Intervention de Daniel Iracane

Réunion du jeudi 22 février 2018 à 14h00
Commission d'enquête sur la sûreté et la sécurité des installations nucléaires

Daniel Iracane, représentant de l'Agence pour l'énergie nucléaire :

Voilà le type de débats complexes qu'on peut avoir. Cela étant, l'un des critères de choix du site d'enfouissement est que ce site ne présente aucune valeur d'attrait. On n'ira pas stocker des déchets à un endroit où il y a des métaux rares, par exemple. Quand on commence à parler à l'horizon de mille ans, les choses deviennent compliquées. L'ingénieur conçoit son stockage pour que normalement, tout se passe bien si le système reste tel qu'il est. S'agissant du risque d'intrusion dans les mille ans, le maximum de radioactivité va passer après 300 ans. Il faudra continuer à éviter d'aller sur le site au-delà de cette durée mais il y a plusieurs échelles de temps dans l'évolution de la radioactivité. Nous travaillons sur la question de la mémoire mais dès lors qu'on a une échelle de temps de plusieurs centaines d'années, voire davantage, la discussion prend une dimension moins opérationnelle que lorsqu'on débat de l'entreposage.

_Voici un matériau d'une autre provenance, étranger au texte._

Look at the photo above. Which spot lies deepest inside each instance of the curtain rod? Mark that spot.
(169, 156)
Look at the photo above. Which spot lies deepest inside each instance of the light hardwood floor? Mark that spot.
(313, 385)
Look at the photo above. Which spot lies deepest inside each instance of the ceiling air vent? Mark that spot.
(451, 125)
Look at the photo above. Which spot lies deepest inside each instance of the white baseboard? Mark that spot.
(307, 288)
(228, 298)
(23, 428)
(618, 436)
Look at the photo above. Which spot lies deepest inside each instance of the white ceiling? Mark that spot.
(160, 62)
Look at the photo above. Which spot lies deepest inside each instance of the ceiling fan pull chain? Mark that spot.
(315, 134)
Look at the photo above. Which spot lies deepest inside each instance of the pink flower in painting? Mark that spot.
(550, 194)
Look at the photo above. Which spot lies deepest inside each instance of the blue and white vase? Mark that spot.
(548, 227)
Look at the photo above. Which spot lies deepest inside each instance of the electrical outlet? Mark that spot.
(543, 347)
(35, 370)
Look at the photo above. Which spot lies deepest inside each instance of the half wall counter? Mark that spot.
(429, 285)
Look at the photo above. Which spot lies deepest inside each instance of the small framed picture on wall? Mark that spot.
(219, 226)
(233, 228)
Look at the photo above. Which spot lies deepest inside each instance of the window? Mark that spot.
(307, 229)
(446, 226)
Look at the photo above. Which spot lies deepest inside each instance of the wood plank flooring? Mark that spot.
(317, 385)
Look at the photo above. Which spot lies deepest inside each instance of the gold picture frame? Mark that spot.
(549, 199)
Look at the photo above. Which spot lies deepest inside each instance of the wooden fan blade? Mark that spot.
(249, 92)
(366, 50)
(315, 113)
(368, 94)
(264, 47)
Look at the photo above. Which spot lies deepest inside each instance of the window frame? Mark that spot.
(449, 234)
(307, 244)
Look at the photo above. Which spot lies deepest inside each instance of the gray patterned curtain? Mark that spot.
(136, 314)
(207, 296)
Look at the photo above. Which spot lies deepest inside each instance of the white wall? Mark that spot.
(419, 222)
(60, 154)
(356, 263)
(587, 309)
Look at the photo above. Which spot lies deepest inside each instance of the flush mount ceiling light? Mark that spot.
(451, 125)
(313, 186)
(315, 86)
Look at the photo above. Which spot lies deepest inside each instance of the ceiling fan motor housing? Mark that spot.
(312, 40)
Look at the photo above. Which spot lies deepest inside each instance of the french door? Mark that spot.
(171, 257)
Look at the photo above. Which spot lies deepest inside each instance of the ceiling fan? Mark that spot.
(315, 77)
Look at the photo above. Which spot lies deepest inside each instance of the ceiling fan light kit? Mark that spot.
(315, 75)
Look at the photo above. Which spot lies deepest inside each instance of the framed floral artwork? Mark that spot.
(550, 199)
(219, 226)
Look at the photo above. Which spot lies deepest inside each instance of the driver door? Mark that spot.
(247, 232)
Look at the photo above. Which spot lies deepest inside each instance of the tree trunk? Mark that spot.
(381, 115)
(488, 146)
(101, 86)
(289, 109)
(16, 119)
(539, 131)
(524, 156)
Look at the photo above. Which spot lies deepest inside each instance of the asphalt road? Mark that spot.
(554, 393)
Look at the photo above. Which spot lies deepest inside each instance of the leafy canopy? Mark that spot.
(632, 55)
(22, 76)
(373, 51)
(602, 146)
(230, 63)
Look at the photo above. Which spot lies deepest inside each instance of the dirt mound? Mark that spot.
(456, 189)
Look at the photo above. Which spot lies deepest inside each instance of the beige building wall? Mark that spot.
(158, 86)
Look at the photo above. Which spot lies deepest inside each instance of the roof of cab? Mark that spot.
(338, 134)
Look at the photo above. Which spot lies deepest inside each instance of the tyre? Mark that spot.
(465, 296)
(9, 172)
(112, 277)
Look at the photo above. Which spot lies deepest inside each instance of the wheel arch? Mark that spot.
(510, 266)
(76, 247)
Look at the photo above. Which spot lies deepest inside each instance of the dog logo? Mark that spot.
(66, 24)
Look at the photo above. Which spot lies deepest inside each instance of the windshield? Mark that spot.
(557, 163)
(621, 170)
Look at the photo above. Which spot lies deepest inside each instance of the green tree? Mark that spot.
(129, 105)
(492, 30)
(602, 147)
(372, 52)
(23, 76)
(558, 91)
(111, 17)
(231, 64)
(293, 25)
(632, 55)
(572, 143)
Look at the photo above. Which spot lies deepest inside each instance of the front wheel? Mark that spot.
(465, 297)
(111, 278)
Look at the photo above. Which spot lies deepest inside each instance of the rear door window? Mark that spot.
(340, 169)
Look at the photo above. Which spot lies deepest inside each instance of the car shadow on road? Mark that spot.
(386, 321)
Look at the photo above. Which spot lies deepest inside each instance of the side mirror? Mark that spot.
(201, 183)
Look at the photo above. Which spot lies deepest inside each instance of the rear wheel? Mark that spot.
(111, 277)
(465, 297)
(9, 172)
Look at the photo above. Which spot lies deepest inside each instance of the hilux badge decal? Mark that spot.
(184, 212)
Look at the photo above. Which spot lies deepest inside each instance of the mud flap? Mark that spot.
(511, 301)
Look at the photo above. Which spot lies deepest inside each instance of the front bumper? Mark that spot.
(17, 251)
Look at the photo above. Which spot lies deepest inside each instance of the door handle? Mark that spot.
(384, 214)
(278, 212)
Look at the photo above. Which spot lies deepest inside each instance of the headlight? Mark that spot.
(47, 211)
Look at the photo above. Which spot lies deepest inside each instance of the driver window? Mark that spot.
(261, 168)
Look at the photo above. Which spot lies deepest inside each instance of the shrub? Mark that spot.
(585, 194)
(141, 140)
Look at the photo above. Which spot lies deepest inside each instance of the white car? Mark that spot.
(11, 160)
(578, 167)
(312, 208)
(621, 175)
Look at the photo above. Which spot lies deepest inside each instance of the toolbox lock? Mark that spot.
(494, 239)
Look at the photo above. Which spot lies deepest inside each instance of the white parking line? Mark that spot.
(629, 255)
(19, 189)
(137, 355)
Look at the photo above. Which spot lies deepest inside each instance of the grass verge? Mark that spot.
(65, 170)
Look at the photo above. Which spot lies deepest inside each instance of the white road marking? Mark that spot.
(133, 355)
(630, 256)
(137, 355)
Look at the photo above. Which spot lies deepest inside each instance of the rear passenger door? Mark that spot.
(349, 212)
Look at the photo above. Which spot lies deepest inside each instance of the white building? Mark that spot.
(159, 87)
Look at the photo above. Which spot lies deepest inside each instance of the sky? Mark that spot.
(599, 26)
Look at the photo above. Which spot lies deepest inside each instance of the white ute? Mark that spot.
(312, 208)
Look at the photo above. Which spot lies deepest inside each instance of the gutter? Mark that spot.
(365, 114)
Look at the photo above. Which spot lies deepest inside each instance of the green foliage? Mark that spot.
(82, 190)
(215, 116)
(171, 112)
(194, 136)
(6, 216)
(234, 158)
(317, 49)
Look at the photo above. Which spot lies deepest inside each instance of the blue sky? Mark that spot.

En ce qui concerne la concentration, il y a effectivement plusieurs manières de procéder. Il est possible d'entreposer les déchets de manière décentralisée. En Amérique, les centrales stockent leurs propres combustibles à sec dans des conteneurs prévus à cet effet. À l'inverse, en France, les combustibles sont centralisés, notamment dans les piscines de La Hague. Là aussi, le temps est un paramètre déterminant. Dans le temps court, quelques décennies, un système décentralisé fonctionne aussi bien qu'un système centralisé. Les questions commencent à apparaître lorsqu'on se met dans une perspective de nombreuses décennies. Dans l'hypothèse où un opérateur ferait faillite ou arrêterait son réacteur, le statut des entreposages décentralisés poserait plus de problèmes. En concentrant l'entreposage, il est probablement plus facile de passer à un contrôle institutionnel des combustibles si nécessaire. À de grandes échelles de temps, il est difficile de concevoir la pérennité d'une industrie. La seule organisation susceptible de garantir une bonne maîtrise de l'héritage dans la durée est l'État. Je ne dis pas que l'entrepôt lui-même doive passer entre les mains de l'État mais qu'à grande échelle de temps, il est bien de pouvoir envisager, si ce n'est un contrôle institutionnel, du moins une plus grande responsabilité de l'État. Il vaut donc mieux concentrer l'entreposage. En revanche, dans un schéma industriel, vous satisfaites à tous les enjeux de sécurité et de sûreté si vous entreposez les déchets de manière décentralisée, à condition que l'opérateur ait tous les moyens de garantir cette performance. Tant qu'un réacteur fonctionne dans un site, l'entreposage décentralisé ne pose aucune difficulté car ce n'est pas une fonction très complexe par rapport à la fonction principale qu'est le réacteur.

Nous n'avons guère de préoccupations concernant la sûreté du transport : c'est une activité quotidienne qui fonctionne, certes extrêmement complexe, techniquement assurée par des opérateurs spécialisés, mais que nos pays membres n'ont pas identifiée comme problématique. Le transport est un enjeu majeur mais la sûreté de cette activité est assurée. La sécurité est une autre affaire mais ce n'est pas la mienne. Je ne peux donc approfondir ce sujet.